Avec 30 ha concernés par une aire d’alimentation de captages (AAC) fortement dégradée, l’EARL de Saintignon, à Baslieux (54) a un enjeu « eau » important. En 2012, l’agence de l’eau Rhin-Meuse et la chambre d’agriculture de Meurthe-et-Moselle ont lancé une MAEC (mesures agroenvironnementales et climatiques) pour améliorer la qualité de l’eau potable de la zone. Laurent Pierçon décide d’y souscrire, et s’engage donc à respecter la contrainte de réduction progressive de l’utilisation de produits phytosanitaires qui en découle. « L’idée est de répondre à une demande sociétale, tout en gardant un bon niveau de production et en étant rentable », explique-t-il. Après la fin de la MAEC en 2017, les pratiques qu’il avait mises en place sur ces 30 ha ont été transposées au reste de la ferme. L’exploitation est maintenant engagée dans le réseau des fermes Dephy.

Autre élément qui a motivé ses changements de pratique : l’impasse de la gestion des résistances des adventices vis-à-vis des herbicides, dont l’offre est de plus en plus réduite. Dans la zone, c’est la pression vulpin qui est la plus importante. L’agriculteur indique : « Par exemple, 30 % des vulpins sont résistants à Atlantis. La question des moyens de luttes alternatives au tout chimique s’est alors naturellement posée, tout en gardant le potentiel propreté des parcelles. »

- 42 % d’IFT

Sans que cela ne représente une fin en soi pour lui, le fait de faire évoluer ses pratiques a engendré une diminution de l’IFT (indice de fréquence de traitement) de son système de culture. Il se situe désormais à 42 % en dessous de l’IFT moyen régional.

Sur la ferme, il multiplie les essais avec l’appui de la chambre d’agriculture pour connaître ce qui fonctionne ou non sur ses terres. « L’idée est de me faire la main sur les techniques alternatives avant que la réglementation ne m’impose un changement de pratique brutal. » Parmi les techniques adoptées : le désherbage post-levée en micro-doses sur colza, et l’allongement de la rotation, avec du soja notamment.
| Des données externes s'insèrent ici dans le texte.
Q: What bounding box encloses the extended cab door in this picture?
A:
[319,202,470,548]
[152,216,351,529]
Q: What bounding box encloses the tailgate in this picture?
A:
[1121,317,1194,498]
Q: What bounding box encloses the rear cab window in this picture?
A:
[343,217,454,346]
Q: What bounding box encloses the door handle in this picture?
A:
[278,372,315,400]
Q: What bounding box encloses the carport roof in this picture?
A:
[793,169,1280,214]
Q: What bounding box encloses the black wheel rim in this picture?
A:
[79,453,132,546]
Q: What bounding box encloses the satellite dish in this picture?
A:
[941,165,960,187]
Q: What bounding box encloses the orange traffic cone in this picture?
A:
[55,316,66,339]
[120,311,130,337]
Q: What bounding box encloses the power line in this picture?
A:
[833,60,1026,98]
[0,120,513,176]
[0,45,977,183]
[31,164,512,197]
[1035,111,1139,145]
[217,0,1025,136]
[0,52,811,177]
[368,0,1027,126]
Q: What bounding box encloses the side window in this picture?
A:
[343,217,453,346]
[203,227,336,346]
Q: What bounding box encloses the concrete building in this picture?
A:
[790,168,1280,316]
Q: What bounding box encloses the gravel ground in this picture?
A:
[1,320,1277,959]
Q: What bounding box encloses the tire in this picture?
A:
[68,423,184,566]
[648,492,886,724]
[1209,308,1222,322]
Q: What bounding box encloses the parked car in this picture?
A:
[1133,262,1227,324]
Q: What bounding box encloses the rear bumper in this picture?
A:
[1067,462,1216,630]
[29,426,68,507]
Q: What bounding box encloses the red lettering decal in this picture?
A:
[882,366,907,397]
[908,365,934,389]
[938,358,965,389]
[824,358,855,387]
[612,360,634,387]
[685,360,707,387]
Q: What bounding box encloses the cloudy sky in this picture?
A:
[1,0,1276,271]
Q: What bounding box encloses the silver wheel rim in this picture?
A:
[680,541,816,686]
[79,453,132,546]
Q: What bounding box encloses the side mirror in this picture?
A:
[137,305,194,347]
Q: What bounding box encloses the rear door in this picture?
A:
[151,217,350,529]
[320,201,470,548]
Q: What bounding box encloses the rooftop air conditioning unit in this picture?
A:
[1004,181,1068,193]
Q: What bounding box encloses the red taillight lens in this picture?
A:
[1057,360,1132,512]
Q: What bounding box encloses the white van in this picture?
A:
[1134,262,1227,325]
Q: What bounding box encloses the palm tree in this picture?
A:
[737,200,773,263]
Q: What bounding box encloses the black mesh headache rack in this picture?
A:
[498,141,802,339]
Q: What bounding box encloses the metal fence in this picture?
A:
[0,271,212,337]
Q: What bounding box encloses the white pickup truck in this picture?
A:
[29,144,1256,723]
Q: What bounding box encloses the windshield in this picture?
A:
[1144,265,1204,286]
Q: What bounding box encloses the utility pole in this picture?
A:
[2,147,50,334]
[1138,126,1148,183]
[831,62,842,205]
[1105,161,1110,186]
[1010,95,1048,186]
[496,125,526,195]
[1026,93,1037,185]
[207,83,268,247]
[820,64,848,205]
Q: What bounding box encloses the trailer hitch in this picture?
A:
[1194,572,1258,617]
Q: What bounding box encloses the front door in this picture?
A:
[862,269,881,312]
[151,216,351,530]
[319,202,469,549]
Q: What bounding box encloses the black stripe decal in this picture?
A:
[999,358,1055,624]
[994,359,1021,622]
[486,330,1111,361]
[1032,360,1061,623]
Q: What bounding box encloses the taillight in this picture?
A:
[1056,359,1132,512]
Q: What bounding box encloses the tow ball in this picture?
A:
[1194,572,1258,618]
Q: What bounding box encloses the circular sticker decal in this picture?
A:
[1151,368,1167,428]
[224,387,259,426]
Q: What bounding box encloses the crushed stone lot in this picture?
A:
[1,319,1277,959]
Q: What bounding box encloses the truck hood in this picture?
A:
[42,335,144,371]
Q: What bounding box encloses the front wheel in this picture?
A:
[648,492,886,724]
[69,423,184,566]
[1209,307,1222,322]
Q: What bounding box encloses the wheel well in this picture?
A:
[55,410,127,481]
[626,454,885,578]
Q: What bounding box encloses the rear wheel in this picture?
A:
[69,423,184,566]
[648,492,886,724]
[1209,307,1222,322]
Désormais, le désherbage de la crucifère se fait entièrement en post-levée, ce qui lui permet de ressemer une orge si le colza pose des problèmes de levée, problématique bien présente depuis quelques années. Il utilise principalement de l’Alabama, qu’il applique en dose réduite : 0,25 l/ha à 0,4 l/ha, au lieu de 2,5 l/ha autorisés. Le raisonnement de la dose se fait en fonction de l’état de salissement des parcelles. S’il estime que plusieurs passages seront nécessaires, il dose à 0,25 l/ha, et espace ses passages de dix à quinze jours, en fonction des stades des adventices. La dose est plus élevée si un seul passage est a priori nécessaire. Seul passage systématisé sur ses colzas : un Kerb Flo à pleine dose, le seul produit qui garde une bonne efficacité sur les graminées. L’IFT herbicide varie ainsi de 1,3 à environ 2. « Cela dépend des parcelles, et des années. Tout est une histoire d’observation », explique-t-il. « Il est préférable de passer d’un raisonnement systématique à une agriculture d’opportunités », précise Laurent Pierçon Accompagné par la chambre d’agriculture et participant à des groupes d’échange avec d’autres agriculteurs, il passe du temps à surveiller l’état sanitaire de ses parcelles pour éviter les traitements systématiques. « Un peu comme pour la surveillance sanitaire d’un troupeau », compare-t-il. Cette année, par exemple, il n’a pas traité le colza contre le charançon du bourgeon terminal.

Zéro phyto sur soja

La gestion sanitaire passe également par un allongement de la rotation (lire encadré). Cultiver du soja lui permet de diversifier son assolement, et par la force des choses réduire l’IFT du système de culture car il ne nécessite pas ou peu de produits phytosanitaires. Cette année, Laurent Pierçon expérimente même le zéro phyto sur cette culture en la binant. Le soja ne nécessite pas d’investissement particulier car il se sème et se récolte avec du matériel traditionnel. La récolte est valorisée en alimentation animale, en mélangeant la mouture avec de l’aplati d’orge ou d’épeautre, qui absorbe l’huile. Cela lui permet de valoriser ses animaux sous l’appellation « nourri sans OGM », pour laquelle la demande est forte. La prochaine étape sera la diminution des charges de mécanisation. Il souhaite tester l’année prochaine le semis direct de maïs sous couvert de féverole-avoine.